Dividends paid out to investors across the globe rose to a new record high during the second quarter of the year, according to the latest edition of Janus Henderson’s Global Dividend Index.

In total around £347m was dished out to investors, an increase of 5.4% on the same period last year.

The UK was the only region which didn’t see a rise, falling 3.5%.  However, this was in large part down to the weaker pound. When allowances were made for exchange rates, the UK saw underlying growth of 6.1%.

Dividends grew across almost all industries and sectors, with financial firms in particular seeing large growth, accounting for half of the global headline increase. Only telecoms firms saw payouts fall slightly.

Alex Crooke, head of global equity income at Janus Henderson, said that the improvement in dividend payouts follows two years in which dividend growth has been rather subdued.

He continued: “The first half of 2017 has been stronger than we expected, and the second half is looking promising too. Moreover, the US dollar has weakened a little further against many currencies since our last report, so it will prove less of a drag on the headline figures in the second half if it maintains its current levels.

“Taking a global approach means a slowdown in any one part of the world has less impact on your overall income level, but investors will be pleased they are enjoying one of those periods when there is synchronised underlying dividend growth across all regions of the world.”

Dividend taxes are changing

Investors who predominantly look for dividends from their share picks should bear in mind that the way dividend income is taxed is set to change.

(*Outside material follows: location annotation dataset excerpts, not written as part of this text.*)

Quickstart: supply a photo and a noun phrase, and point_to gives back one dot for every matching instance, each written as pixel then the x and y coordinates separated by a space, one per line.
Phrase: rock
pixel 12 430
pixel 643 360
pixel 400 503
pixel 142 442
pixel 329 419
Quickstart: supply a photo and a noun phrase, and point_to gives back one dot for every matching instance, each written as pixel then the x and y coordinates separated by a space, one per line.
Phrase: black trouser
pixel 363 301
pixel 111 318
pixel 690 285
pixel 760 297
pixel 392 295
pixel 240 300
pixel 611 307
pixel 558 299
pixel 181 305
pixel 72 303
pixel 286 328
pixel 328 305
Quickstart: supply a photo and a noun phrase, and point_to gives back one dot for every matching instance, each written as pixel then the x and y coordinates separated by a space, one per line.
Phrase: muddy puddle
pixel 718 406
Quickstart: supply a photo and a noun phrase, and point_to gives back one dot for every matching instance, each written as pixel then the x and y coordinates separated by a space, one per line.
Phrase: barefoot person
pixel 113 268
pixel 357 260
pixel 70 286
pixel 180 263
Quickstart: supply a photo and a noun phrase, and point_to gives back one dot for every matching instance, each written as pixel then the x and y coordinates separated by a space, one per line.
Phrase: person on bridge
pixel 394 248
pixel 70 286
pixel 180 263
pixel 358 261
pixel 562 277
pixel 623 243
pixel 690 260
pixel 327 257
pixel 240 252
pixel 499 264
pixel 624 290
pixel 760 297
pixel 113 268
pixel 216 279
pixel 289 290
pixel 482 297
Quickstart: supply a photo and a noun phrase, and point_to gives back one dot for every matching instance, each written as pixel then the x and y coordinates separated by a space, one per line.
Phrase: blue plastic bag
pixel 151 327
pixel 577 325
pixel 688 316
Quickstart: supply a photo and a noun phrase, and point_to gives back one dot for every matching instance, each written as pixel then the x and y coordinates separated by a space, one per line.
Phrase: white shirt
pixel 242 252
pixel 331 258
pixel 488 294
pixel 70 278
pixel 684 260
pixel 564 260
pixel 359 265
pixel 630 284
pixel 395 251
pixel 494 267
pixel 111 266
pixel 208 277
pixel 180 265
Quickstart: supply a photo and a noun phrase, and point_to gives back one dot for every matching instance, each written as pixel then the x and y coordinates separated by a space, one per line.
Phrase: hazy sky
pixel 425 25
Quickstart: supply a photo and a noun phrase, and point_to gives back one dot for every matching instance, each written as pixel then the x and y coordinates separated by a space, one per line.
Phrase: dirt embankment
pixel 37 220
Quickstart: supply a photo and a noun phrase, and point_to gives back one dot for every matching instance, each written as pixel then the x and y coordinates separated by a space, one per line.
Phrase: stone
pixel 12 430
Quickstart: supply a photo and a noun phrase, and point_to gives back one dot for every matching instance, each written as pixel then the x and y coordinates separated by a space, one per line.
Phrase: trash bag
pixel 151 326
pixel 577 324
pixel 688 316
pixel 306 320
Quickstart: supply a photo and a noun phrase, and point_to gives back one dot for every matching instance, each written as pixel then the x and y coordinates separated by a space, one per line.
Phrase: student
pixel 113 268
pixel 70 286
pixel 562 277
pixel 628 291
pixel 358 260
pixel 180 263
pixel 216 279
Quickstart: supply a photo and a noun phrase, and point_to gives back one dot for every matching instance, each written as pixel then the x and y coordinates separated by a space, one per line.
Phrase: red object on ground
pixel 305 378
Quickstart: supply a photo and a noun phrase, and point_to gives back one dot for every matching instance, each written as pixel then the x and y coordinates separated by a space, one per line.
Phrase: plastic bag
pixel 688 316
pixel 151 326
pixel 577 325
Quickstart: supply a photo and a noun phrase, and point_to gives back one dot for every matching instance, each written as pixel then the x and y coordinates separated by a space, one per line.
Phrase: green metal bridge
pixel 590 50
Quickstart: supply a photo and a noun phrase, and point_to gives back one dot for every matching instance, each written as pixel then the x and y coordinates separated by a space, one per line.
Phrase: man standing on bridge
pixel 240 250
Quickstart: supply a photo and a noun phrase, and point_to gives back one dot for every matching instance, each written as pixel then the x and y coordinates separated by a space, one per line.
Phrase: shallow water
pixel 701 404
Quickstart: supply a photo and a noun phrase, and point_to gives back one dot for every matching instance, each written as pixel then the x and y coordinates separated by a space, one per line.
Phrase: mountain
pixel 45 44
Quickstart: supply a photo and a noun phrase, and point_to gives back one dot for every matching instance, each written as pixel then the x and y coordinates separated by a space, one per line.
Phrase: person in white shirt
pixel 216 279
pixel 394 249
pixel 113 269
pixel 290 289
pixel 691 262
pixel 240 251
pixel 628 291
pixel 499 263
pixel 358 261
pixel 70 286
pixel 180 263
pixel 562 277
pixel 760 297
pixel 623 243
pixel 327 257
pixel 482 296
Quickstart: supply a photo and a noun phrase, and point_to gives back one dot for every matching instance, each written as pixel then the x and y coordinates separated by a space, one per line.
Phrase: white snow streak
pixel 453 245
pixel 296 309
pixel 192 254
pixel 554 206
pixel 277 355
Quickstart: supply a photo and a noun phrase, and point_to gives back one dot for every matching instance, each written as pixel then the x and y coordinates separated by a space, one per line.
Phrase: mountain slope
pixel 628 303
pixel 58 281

The government aims to reduce the tax-free allowance on dividend income from £5,000 all the way down to £2,000 from April next year.

The move is likely to see around 90,000 investors hit with a higher tax bill.

Darren Cornish, director of customer experience at The Share Centre, said: “One thing they may wish to consider is selling their investments and repurchasing them within an ISA, sometimes known as ‘Bed and ISA’. Investors need to be aware that they may need to pay stamp duty, if applicable, and that their repurchased holding will be slightly smaller due to the ‘sell’ price being lower than the ‘buy’ price. However once investors have made this switch they have the peace of mind of knowing that their future dividend income as well as any capital gain is tax-free.”

Should investors worry about dividend cover?

Another concern for some investors will be just how sustainable dividends are.

According to research from The Share Centre, dividend cover – a ratio produced by dividing profit after tax by the dividends paid out to investors – is now at its lowest level since 2009, having fallen by 18% in the last year.

Dividends have now exceeded the profits made by the firms paying those dividends for at least the last five quarters, the study found.

Helal Miah, research investment analyst from The Share Centre, said: “Dividend cover is still weakening, and this will ring alarm bells for income investors, especially as the outlook for the UK economy is moderating.”